Das trifft namentlich für den besprochenen § 16 zu. Das Seestraßenrecht wurde vor 36 Jahren – 1863 – entworfen. Damals war die größte Geschwindigkeit der Passagierdampfer 12 bis 14 Knoten, die der Frachtdampfer 8, und das Wort „mäßige Fahrt“ zwar auch nicht richtig, aber immer noch eher anwendbar; jetzt jedoch bei 22 bezw. 14 Knoten ist es durchaus zu verwerfen, weil zu gefährlich. Unbedingt müssen die Staaten doch endlich zu der Ueberzeugung kommen, daß etwas zu geschehen hat, um den beregten Uebelständen abzuhelfen und dadurch unberechenbarem Schaden an Gut und Leben vorzubeugen.

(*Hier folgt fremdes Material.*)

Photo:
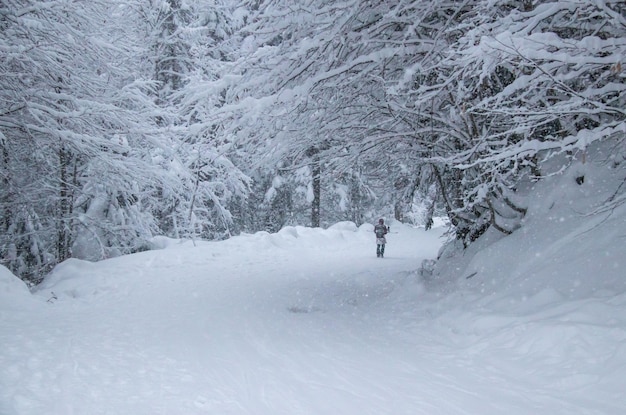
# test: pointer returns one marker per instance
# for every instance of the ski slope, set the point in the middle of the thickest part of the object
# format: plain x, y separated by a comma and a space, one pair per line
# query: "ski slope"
309, 321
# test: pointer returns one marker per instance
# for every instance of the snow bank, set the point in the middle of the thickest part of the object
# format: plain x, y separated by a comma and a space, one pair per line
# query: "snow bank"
12, 289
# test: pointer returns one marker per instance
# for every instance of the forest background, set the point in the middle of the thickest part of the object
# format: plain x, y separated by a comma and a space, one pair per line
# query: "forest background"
125, 119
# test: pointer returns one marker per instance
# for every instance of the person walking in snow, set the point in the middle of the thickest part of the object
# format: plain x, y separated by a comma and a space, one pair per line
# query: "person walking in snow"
380, 230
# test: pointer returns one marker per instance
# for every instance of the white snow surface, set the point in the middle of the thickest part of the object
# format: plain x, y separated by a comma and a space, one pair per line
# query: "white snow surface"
309, 321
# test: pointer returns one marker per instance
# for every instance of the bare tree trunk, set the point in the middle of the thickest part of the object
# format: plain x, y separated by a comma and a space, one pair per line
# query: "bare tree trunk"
317, 189
64, 207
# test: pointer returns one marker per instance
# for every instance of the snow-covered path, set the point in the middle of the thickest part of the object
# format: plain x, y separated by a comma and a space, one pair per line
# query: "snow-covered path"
301, 322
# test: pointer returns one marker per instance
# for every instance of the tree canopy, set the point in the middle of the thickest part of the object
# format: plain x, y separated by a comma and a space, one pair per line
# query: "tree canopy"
125, 119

Zum Schlusse möchte ich aber nochmals auf das im Eingang des ersten Artikels erwähnte Priensche Buch aufmerksam machen: es kann nur dazu beitragen, größere und einflußreiche Kreise für die gute Sache zu interessieren und ihr zum Siege zu verhelfen und es sollte in jeder öffentlichen Bibliothek zu finden sein.

Würde unsere deutsche Regierung die Initiative ergreifen, so müßten ihr die übrigen Staaten gewiß auf dem Wege folgen und sie würde sich den Ruhm erwerben, sich wieder als Vorkämpferin auf dem Gebiete der Humanität zu bewähren, wie sie es schon durch die kaiserliche Botschaft über das Invaliden- und Unfallgesetz gethan hat.